Bisfenol A (BPA) wordt gebruikt om plastics te maken, en zit daarom in veel consumentenproducten. Mensen komen de stof dagelijks tegen in voedselverpakkingen, bouwmaterialen, elektronica, speelgoed, cosmetica, kassabonnen, en ook in huisstof. Via de huid en mond krijgen mensen het binnen.

Lees ook: Wat doen die weekmakers in bloed en vruchtwater?

Toxicologen waarschuwen al langer voor de schadelijke effecten ervan. Veel onderzoek wijst uit dat blootstelling aan de stof een negatief effect heeft op de ontwikkeling, het hormoonsysteem en de voortplanting. De oude veilige grenswaarde is daarop gebaseerd: de maximaal toelaatbare inname werd in 2015 op 4 microgram per kilo lichaamsgewicht per dag gesteld.

Maar BPA kan bij veel lagere concentraties al schadelijk zijn, zegt de EFSA nu. Niet 4 microgram, maar 0,2 nanogram per kilo lichaamsgewicht per dag is te veel: dan zijn al effecten te zien op het immuunsysteem. Een vergelijkbare dosis is mogelijk ook al schadelijk voor de ontwikkeling en voortplanting.

Witte bloedcellen

„Dit advies had al jaren eerder moeten komen”, zegt Martin van den Berg.
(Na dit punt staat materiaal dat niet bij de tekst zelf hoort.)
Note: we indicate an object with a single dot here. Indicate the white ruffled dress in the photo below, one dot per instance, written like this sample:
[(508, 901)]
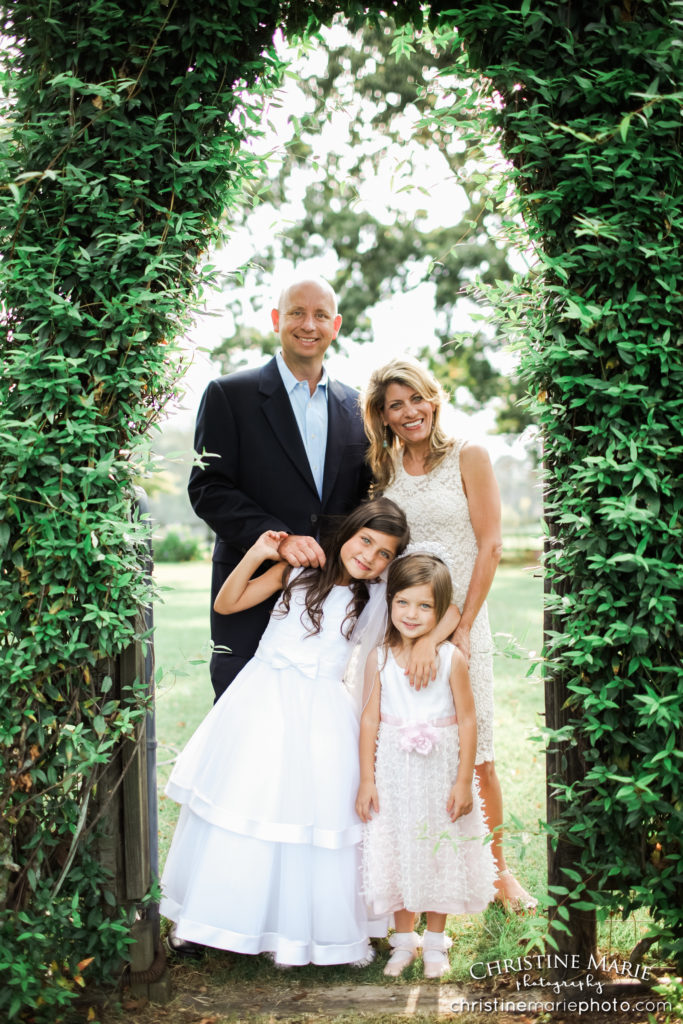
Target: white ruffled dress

Hij is emeritus hoogleraar toxicologie aan de Universiteit Utrecht. „Al vanaf 2010 is er vanuit alle hoeken van de wetenschap kritiek geweest op het gebruik van bisfenol A. De gezondheidseffecten zijn te hoog, dat hadden ze in 2015 ook kunnen weten.”
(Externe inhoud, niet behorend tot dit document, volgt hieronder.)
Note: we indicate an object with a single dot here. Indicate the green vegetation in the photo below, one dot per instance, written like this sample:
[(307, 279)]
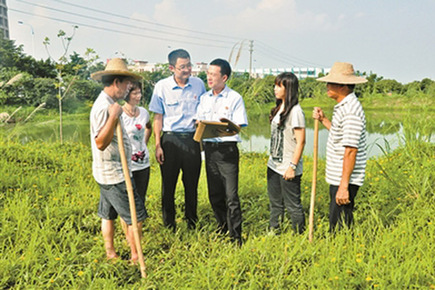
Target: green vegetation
[(50, 233)]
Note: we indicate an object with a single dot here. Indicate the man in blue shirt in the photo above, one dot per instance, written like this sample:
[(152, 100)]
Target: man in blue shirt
[(174, 102), (222, 153)]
Voor het nieuwe rapport bestudeerde een panel van de EFSA meer dan 800 studies die sinds 2013 zijn gepubliceerd. Daaruit blijkt dat hoge BPA-gehaltes de hoeveelheid van een specifiek type witte bloedcellen doet toenemen, de T-helpercellen. Die zijn belangrijk in het immuunsysteem, en een toename vergroot de kans op auto-immuunziekten en longontstekingen.
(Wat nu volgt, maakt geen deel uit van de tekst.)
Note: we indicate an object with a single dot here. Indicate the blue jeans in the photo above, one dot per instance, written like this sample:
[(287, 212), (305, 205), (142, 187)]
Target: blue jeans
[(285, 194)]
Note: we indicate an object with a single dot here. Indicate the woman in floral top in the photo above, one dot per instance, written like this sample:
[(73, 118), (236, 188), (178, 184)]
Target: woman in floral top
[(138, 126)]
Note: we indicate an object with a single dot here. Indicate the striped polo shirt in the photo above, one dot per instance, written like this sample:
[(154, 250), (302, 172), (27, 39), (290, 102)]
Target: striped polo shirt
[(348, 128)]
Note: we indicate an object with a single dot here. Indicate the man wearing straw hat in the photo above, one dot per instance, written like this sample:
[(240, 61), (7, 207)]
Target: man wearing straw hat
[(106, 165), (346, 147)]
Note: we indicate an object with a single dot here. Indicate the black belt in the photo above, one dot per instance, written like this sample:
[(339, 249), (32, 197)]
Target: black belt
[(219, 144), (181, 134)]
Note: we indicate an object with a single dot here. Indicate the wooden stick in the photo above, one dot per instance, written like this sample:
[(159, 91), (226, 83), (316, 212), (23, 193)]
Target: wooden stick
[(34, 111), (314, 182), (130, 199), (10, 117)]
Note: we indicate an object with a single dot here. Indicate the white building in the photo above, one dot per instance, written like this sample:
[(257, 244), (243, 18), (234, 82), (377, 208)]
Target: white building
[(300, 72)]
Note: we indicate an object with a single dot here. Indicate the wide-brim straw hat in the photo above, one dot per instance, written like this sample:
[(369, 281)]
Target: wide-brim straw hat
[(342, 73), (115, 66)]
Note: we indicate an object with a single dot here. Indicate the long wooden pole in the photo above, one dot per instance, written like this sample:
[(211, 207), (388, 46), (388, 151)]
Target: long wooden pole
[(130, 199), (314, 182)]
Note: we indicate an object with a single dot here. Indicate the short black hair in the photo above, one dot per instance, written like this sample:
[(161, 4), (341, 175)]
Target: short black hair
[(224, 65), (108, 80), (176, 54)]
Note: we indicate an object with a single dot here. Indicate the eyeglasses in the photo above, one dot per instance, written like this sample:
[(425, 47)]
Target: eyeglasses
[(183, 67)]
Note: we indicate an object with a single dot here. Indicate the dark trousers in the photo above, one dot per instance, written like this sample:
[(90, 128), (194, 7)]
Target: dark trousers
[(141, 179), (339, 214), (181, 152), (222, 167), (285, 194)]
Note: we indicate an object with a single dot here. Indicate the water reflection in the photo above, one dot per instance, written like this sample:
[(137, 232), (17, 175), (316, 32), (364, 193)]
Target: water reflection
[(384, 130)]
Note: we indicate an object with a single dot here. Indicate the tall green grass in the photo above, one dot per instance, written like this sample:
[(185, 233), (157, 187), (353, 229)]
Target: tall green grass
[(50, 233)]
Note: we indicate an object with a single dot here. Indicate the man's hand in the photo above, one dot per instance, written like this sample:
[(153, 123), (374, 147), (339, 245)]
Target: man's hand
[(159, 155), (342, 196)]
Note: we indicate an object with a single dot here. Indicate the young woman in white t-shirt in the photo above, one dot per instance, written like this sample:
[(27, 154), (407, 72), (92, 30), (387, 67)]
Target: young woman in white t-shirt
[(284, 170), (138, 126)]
„Het is goed dat de norm omlaag gaat”, zegt Ellen Hessel van het RIVM, betrokken bij onderzoek naar bisfenolen. In 2016 riep het RIVM al op om de norm aan te scherpen, nu zal het zich buigen over het advies van de EFSA.

Het RIVM zet wel vraagtekens bij de manier waarop de geadviseerde grenswaarde is opgesteld. Die is namelijk niet vastgesteld op basis van schadelijke effecten, maar een stap daarvóór: een verhoogde hoeveelheid T-helpercellen. „Om een grenswaarde af te leiden, willen wij graag studies zien die schadelijke effecten op het functioneren van het immuunsysteem aantonen”, zegt Hessel.

BPA-varianten

De EFSA houdt nog een slag om de arm: het rekende met blootstellingniveaus uit 2015, het zou kunnen dat mensen inmiddels minder BPA binnenkrijgen. Door rumoer in de samenleving stoppen sommige bedrijven uit zichzelf met BPA, om vervolgens het label ‘BPA-vrij’ op de verpakking te drukken. Maar toxicoloog Van den Berg is sceptisch: „Het zou me verbazen als dat is afgenomen.”

Bovendien zegt een BPA-vrij label nog niet alles. Naarmate bedrijven stoppen met het gebruik van BPA, verschijnen steeds meer nauw verwante chemicaliën op de markt. Naast bisfenol A krijgen mensen nu ook bisfenol F en S binnen. En het Zweedse chemicaliënagentschap KEMI identificeerde in 2017 meer dan tweehonderd aan BPA verwante stoffen op de markt.

„Bisfenol F en S zijn minstens net zo zorgelijk als BPA”, zegt Van den Berg. „Ze werken op dezelfde manier, naar alle waarschijnlijkheid moet je de blootstelling bij elkaar optellen. Bisfenol A is eigenlijk maar één onderdeel, het hele mengsel heeft samen een sterker effect.”